Example 2 As shown in Table 3 below, after performing melting in the same manner as above using Al--Si type alloys having different Si contents, S /
Preforms were prepared by the F method and the P / M method, and the plastic workability and the bondability with Al ₂ O ₃ ceramics were examined for each. The plastic workability was evaluated as the difficulty when a billet having a diameter of 67 mm was extruded into a plate shape of 22 mm ^w x 5 mm ^t (○: easy to extrude, x: extruding is difficult and cracking occurs during extrusion).
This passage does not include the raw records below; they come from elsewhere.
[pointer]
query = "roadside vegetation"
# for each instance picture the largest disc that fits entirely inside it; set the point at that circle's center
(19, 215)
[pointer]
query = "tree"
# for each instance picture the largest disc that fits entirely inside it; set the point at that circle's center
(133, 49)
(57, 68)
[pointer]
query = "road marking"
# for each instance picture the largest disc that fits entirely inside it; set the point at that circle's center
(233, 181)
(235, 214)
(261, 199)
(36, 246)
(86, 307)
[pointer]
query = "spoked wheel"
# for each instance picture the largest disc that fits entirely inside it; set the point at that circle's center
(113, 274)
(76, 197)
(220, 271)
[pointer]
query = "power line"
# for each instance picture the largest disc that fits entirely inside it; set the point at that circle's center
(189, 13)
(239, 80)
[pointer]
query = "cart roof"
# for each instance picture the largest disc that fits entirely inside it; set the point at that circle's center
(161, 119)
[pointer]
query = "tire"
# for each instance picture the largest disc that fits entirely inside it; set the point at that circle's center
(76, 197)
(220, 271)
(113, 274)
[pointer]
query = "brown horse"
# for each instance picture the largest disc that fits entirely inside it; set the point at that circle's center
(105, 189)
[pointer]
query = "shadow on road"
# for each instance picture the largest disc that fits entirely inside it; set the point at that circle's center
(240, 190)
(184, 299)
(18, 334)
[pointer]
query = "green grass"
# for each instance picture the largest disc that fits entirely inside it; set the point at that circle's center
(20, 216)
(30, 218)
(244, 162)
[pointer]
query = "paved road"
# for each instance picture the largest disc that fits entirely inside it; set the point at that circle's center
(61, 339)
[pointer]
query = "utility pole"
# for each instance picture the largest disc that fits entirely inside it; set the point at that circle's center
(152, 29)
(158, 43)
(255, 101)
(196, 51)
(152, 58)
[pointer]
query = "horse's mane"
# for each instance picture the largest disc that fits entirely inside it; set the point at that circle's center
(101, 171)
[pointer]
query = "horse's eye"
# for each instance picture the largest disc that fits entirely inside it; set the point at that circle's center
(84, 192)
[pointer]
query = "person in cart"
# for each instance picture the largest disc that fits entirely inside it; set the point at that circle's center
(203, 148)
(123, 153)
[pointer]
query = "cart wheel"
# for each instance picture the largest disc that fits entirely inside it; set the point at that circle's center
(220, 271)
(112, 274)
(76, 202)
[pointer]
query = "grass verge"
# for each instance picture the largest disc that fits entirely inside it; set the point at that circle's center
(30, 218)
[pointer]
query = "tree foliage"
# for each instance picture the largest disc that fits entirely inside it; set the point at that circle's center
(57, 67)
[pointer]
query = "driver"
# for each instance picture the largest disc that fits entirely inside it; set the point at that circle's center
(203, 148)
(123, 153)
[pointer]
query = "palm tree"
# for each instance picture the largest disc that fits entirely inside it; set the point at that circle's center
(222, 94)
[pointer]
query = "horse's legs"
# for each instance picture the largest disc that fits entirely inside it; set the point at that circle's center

Further, the bondability was evaluated by brazing the Al ₂ O ₃ ceramics substrate and each Al-Si alloy preform with an Au-Sn alloy brazing material, and checking the presence or absence of peeling of the bonding surface after brazing (○: (Peeling does not occur at all, Δ: Peeling occurs locally, ×: Peeling is remarkable).

The results are shown in Table 3, and the preform of the present invention (S having a Si content in the range of 30 to 45% by weight) (S
It can be seen that the / F material) is excellent in both plastic workability and bondability, and has very excellent characteristics as a material for electronic parts. Incidentally, while the density of the S / F material shown in Table 3 is almost 100% of the true density,
In the case of the P / M material, the bondability is slightly worse than that of the S / F material, probably because some peeling occurred due to the generation of gas due to oxygen contained during brazing of the Au-Sn alloy.

[0042]

[Table 3]

[0043]

The present invention is constituted as described above, and the thermal expansion coefficient is reduced by relatively increasing the Si content contained in the Al-Si alloy obtained by the spray forming method. Furthermore, by specifying the density of the preformed body and limiting the contents of oxygen, hydrogen, and nitrogen contained in the preformed body, it has low thermal expansion and excellent bondability with stainless steel and ceramics, and plastic processing is possible. It is possible to obtain a preformed body that gives a good processed product such as blister resistance and abrasion resistance, and by extruding this preformed body and subjecting it to processing such as forging and pressing, there is no internal defect. It has become possible to provide a low thermal expansion processed product having excellent physical properties.

[Brief description of drawings]

FIG. 1 is a schematic explanatory view illustrating a spray molding method adopted in the present invention.

FIG. 2 is a graph showing the relationship between the oxygen content in the preform and the elongation.

FIG. 3 is a graph showing the relationship between the hydrogen content in the preform and the amount of blisters generated.

FIG. 4 is a graph showing the relationship between the nitrogen content in the preform and the blister generation amount.

FIG. 5 is a graph showing the relationship between the Si content and the coefficient of thermal expansion in an Al-Si alloy preform.

FIG. 6 shows an example of the density of each part of the preform according to the present invention.

[Explanation of symbols]

 1 Melting furnace 2 Atomizer 3 Chamber 4 Billet 5 Exhaust port

 ─────────────────────────────────────────────────── ─── Continuation of the front page (72) Inventor Mitsuhiko Morita 1-5-5 Takatsukadai, Nishi-ku, Kobe-shi, Hyogo Kobe Steel Works, Ltd. Kobe Research Institute

Claims (3)

[Claims] 1. A preformed article obtained by dropping an Al-Si alloy molten metal while making it into fine particles, and successively solidifying and growing them while melting and adhering them, and having a Si content of 30 to 45% by weight and an oxygen content of 250ppm or less, hydrogen content is 0.4ppm or less, nitrogen content is 60ppm or less, and the balance is substantially Al, and the density is 95% of the true density.
The low-thermal-expansion Al-Si alloy preform, characterized in that the particle size of Si contained therein is 10 μm or less. 2. An Al-Si based alloy containing C as another element.
One or more elements selected from the group consisting of u, Mg, Ni, Fe, Mn, Cr, V, Zr, and Ti may be used as the element.
The low-thermal-expansion Al-Si alloy preform according to claim 1, which contains 1 to 13% by weight. 3. A low-thermal-expansion Al—Si based alloy processed product obtained by machining the preformed product according to claim 1 or 2.